The branching of the flow of visual information into the dorsal (“where?”) and ventral (“what?”) pathways—in other words, into the “action” and “recognition” channels—was first described by Leslie Ungerleider and Mortimer Mishkin, and this hypothesis still provokes disputes among physiologists and scientists studying the phenomenon of vision. It may oversimplify actual processes in the visual cortex. It is based on the discovery that optical illusions such as the Ebbinghaus illusion can distort correct perception, but in cases where the subject responds to a visual stimulus with an action, such as grasping the object seen, the image is perceived without distortion. However, there is a 2005 publication stating that both cortical systems for processing visual information - both the “action channel” and the “recognition channel” - are equally susceptible to illusion deception.
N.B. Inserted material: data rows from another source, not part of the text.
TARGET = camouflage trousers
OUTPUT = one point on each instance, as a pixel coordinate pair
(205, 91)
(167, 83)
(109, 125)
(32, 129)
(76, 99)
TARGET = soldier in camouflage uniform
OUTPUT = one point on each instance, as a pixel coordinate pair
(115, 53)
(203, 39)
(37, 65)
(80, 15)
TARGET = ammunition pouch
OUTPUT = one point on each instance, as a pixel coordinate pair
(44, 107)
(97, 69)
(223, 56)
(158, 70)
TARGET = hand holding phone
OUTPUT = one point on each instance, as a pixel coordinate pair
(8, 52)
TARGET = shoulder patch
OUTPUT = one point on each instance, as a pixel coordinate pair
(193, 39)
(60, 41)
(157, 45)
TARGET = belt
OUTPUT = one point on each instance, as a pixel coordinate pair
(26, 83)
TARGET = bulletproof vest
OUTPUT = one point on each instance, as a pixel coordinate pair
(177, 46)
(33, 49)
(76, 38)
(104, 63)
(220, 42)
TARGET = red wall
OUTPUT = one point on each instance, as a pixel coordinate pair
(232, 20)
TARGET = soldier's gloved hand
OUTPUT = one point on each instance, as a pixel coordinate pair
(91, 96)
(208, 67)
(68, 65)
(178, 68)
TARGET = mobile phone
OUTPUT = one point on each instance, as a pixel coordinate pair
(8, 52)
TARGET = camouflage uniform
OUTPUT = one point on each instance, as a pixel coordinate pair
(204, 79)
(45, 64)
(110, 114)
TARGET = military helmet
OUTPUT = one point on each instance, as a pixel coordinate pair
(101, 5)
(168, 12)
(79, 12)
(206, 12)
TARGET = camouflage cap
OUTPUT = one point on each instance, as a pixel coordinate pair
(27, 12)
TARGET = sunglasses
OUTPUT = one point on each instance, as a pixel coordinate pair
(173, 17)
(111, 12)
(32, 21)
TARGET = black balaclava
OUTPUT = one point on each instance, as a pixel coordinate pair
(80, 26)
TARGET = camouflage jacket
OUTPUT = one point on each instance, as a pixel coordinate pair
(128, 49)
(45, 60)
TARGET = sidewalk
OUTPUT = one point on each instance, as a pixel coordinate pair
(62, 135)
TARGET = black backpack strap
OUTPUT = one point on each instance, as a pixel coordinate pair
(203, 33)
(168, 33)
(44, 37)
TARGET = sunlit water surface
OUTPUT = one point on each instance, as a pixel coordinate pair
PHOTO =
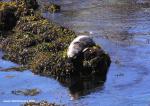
(122, 28)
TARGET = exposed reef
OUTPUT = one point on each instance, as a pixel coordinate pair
(41, 45)
(52, 8)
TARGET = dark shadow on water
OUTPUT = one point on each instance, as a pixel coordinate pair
(82, 86)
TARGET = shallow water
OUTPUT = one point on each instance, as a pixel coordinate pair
(122, 28)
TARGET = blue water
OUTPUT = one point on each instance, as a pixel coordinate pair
(122, 28)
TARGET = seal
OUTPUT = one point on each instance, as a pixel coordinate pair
(78, 45)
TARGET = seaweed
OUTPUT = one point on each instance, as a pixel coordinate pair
(41, 45)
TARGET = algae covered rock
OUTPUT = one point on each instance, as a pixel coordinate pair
(52, 8)
(7, 15)
(42, 46)
(31, 4)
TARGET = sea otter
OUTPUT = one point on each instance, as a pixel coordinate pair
(78, 45)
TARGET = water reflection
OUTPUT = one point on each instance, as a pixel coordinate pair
(81, 86)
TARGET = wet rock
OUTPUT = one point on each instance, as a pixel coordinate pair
(52, 8)
(7, 16)
(26, 92)
(42, 103)
(31, 4)
(42, 46)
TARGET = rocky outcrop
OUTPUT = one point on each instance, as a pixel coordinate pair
(42, 46)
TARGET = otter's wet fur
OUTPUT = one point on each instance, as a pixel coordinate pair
(78, 45)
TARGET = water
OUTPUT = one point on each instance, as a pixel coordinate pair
(122, 28)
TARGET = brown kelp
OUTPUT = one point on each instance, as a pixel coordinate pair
(41, 45)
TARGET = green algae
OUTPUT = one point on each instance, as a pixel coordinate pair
(42, 45)
(52, 8)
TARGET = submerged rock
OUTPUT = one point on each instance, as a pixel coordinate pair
(26, 92)
(42, 103)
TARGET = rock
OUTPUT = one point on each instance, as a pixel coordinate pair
(7, 16)
(52, 8)
(31, 4)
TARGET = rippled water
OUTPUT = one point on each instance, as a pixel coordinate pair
(122, 27)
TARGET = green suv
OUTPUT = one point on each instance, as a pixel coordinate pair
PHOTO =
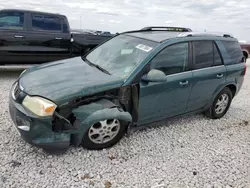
(133, 79)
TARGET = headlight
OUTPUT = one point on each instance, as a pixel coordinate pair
(39, 106)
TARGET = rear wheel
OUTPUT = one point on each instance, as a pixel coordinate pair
(104, 134)
(220, 104)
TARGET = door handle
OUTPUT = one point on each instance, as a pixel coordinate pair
(183, 83)
(219, 75)
(19, 36)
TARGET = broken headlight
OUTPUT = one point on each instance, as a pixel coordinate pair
(39, 106)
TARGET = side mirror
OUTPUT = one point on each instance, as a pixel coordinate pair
(155, 75)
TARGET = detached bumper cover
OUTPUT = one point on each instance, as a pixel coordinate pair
(35, 130)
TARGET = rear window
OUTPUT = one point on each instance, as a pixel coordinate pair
(234, 51)
(46, 23)
(12, 20)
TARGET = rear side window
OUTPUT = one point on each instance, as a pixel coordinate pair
(206, 54)
(46, 23)
(12, 20)
(173, 59)
(234, 51)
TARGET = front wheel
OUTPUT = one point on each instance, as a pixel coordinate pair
(220, 104)
(104, 134)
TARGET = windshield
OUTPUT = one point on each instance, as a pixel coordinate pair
(120, 55)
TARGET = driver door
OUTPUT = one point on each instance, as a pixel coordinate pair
(161, 99)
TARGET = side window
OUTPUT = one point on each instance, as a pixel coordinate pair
(203, 53)
(206, 54)
(234, 51)
(217, 57)
(172, 59)
(46, 23)
(12, 20)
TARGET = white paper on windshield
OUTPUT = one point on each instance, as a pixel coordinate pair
(144, 47)
(126, 51)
Neurons in the visual cortex generate action potentials when visual stimuli impinge on their receptive fields. The receptive field is defined as the area of the visual field whose stimulation results in the generation of an action potential. But sometimes a neuron can respond better to a particular set of visual stimuli presented within its receptive field. This property is called neuron selectivity. In older visual areas, neuronal selectivity is low. Thus, a neuron in visual area V1 can be excited in response to any vertical stimulus in its receptive field. Neurons of integrative visual areas are characterized by complex selectivity. For example, neurons in the visual integrative area of the superior temporal sulcus (in monkeys) or the ventral surface of the fusiform gyrus at the border between the occipital and temporal lobes (in humans) can be excited only when the receptive field is stimulated by images of faces.
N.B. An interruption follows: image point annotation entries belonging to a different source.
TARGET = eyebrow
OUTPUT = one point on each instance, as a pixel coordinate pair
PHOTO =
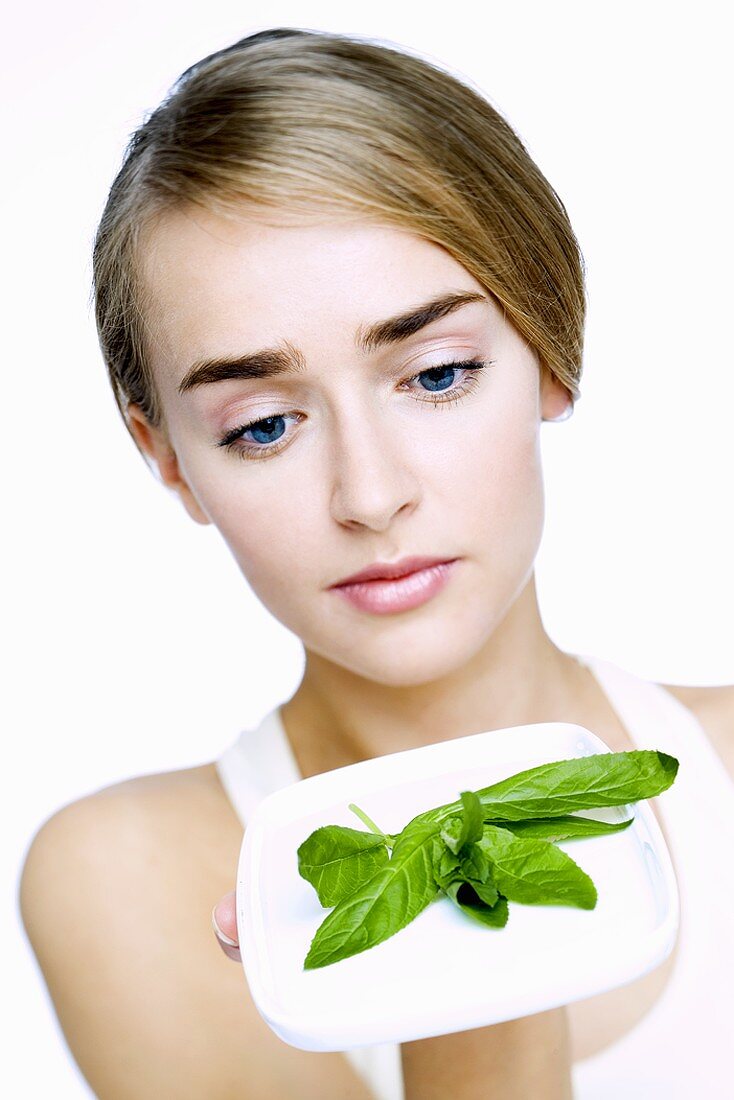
(287, 360)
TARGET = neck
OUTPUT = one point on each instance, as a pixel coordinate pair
(337, 717)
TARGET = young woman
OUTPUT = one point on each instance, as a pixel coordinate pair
(337, 299)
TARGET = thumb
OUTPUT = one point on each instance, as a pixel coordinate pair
(223, 921)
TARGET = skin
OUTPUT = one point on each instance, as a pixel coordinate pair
(371, 470)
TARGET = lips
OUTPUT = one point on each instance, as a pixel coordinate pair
(387, 570)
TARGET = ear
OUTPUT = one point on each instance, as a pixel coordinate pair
(555, 398)
(155, 443)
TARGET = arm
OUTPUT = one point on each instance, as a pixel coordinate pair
(144, 1015)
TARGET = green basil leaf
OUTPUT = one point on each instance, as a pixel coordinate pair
(556, 789)
(337, 860)
(474, 864)
(382, 905)
(563, 828)
(535, 872)
(466, 895)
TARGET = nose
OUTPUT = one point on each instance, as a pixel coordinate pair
(372, 480)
The blood supply to the visual cortex is carried out mainly by the calcarine branch (lat. ramus calcarinus) of the medial occipital artery - a branch of the terminal (cortical) part (lat. pars corticalis) of the posterior cerebral artery (lat. arteria cerebri posterior). The calcarine branch lies in the calcarine groove (lat. sulcus calcarinus, fissura calcarina) of the cerebral cortex.
Secondary area
The term secondary cortex refers to the totality of all associative areas that analyze, decipher and complement the received visual information from the V1 sensory area. In addition, more distant zones are directly involved in shaping the reaction to the received data.
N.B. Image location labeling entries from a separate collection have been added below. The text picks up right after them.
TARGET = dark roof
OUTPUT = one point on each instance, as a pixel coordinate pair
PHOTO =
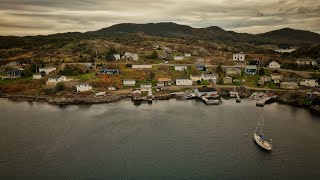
(206, 89)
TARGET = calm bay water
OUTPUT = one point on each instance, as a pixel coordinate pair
(165, 140)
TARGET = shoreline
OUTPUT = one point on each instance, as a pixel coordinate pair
(65, 101)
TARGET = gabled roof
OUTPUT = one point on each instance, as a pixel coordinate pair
(164, 79)
(206, 89)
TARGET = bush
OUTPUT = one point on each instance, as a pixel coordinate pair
(60, 86)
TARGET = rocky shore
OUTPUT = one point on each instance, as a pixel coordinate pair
(289, 98)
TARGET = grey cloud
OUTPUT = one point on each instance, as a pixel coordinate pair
(47, 16)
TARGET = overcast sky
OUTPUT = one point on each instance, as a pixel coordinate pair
(31, 17)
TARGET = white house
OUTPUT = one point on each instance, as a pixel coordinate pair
(307, 62)
(36, 76)
(210, 77)
(183, 82)
(47, 70)
(145, 87)
(131, 56)
(195, 77)
(274, 65)
(129, 82)
(117, 56)
(205, 91)
(180, 68)
(309, 82)
(178, 58)
(142, 66)
(187, 55)
(84, 88)
(239, 57)
(55, 80)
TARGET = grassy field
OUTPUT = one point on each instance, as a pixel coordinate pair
(86, 77)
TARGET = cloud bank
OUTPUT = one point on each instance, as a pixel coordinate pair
(32, 17)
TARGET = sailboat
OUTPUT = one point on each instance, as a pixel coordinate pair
(258, 136)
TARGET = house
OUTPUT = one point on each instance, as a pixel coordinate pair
(36, 76)
(265, 79)
(180, 68)
(239, 57)
(200, 67)
(163, 56)
(251, 70)
(307, 62)
(289, 85)
(276, 76)
(53, 81)
(164, 82)
(187, 55)
(47, 70)
(309, 82)
(205, 91)
(184, 82)
(129, 82)
(117, 57)
(131, 56)
(112, 88)
(233, 71)
(109, 71)
(227, 80)
(314, 93)
(274, 65)
(210, 77)
(17, 72)
(195, 77)
(178, 58)
(84, 87)
(142, 66)
(145, 87)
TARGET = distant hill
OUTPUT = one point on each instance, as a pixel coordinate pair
(286, 36)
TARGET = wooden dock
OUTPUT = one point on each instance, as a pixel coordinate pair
(264, 100)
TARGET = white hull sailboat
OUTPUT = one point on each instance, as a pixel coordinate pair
(258, 136)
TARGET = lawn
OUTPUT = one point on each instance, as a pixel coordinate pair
(251, 80)
(86, 77)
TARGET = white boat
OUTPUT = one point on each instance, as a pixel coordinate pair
(258, 136)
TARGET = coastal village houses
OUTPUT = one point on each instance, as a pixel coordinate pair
(178, 58)
(187, 55)
(251, 70)
(36, 76)
(309, 83)
(184, 82)
(53, 81)
(145, 87)
(129, 82)
(233, 71)
(117, 57)
(164, 82)
(276, 78)
(195, 77)
(227, 80)
(307, 61)
(289, 85)
(131, 56)
(109, 71)
(180, 68)
(239, 57)
(47, 70)
(84, 87)
(17, 72)
(205, 91)
(142, 66)
(210, 77)
(274, 65)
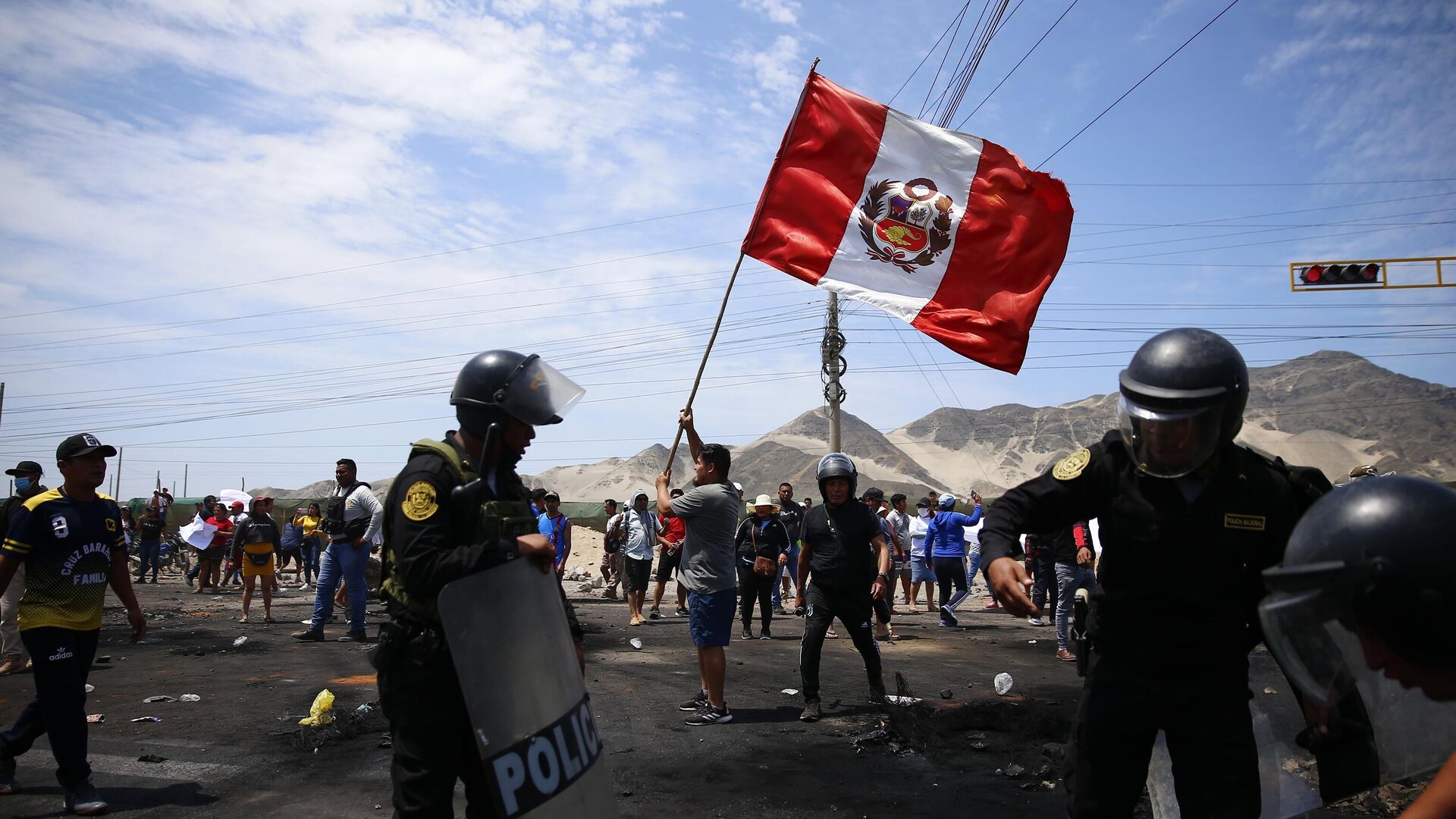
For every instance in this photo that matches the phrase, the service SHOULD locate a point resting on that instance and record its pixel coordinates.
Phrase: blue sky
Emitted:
(574, 178)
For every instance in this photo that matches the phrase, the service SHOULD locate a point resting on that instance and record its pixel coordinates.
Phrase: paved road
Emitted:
(237, 749)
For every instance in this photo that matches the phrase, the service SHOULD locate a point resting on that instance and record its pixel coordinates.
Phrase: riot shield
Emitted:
(530, 711)
(1382, 733)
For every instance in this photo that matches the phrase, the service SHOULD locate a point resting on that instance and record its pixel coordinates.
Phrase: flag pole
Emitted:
(723, 309)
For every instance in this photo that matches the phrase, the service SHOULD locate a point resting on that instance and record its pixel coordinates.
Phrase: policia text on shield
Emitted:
(459, 509)
(1171, 491)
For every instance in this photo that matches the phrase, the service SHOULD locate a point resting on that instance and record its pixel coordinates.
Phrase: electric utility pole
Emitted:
(832, 371)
Processing and analyzing information in these zones is possible due to their structure, which differs from V1 in the presence of a large number of neurons that are capable of performing complex operations. It is worth noting that the further the zone is from V1, the greater the number of complex neurons it contains.
The modern understanding of this area contains the message that there are levels of information integration in it. Following this hypothesis, each zone increases and refines the data passing through it, and the greater the number of them that took part in processing, the more complex and final the images are.
In addition, recent studies have shown that a number of axons of neurons in area V2 connect to gaze control centers. This indicates that in the process of analyzing and decoding data, the secondary visual cortex has the ability to supplement it. To do this, she reflexively controls the accommodation of the lenses and the direction of gaze. Also, in addition to reflex control, more distant associative zones can purposefully regulate the position of the gaze and focus attention on the object of visualization.
Along with the enormous efforts expended on the study of associative zones, one of the most famous neurophysiologists believed D. Hubel that all science had not advanced even a couple of percent towards the study of the processes of analysis and processing in the secondary structure of the cortex.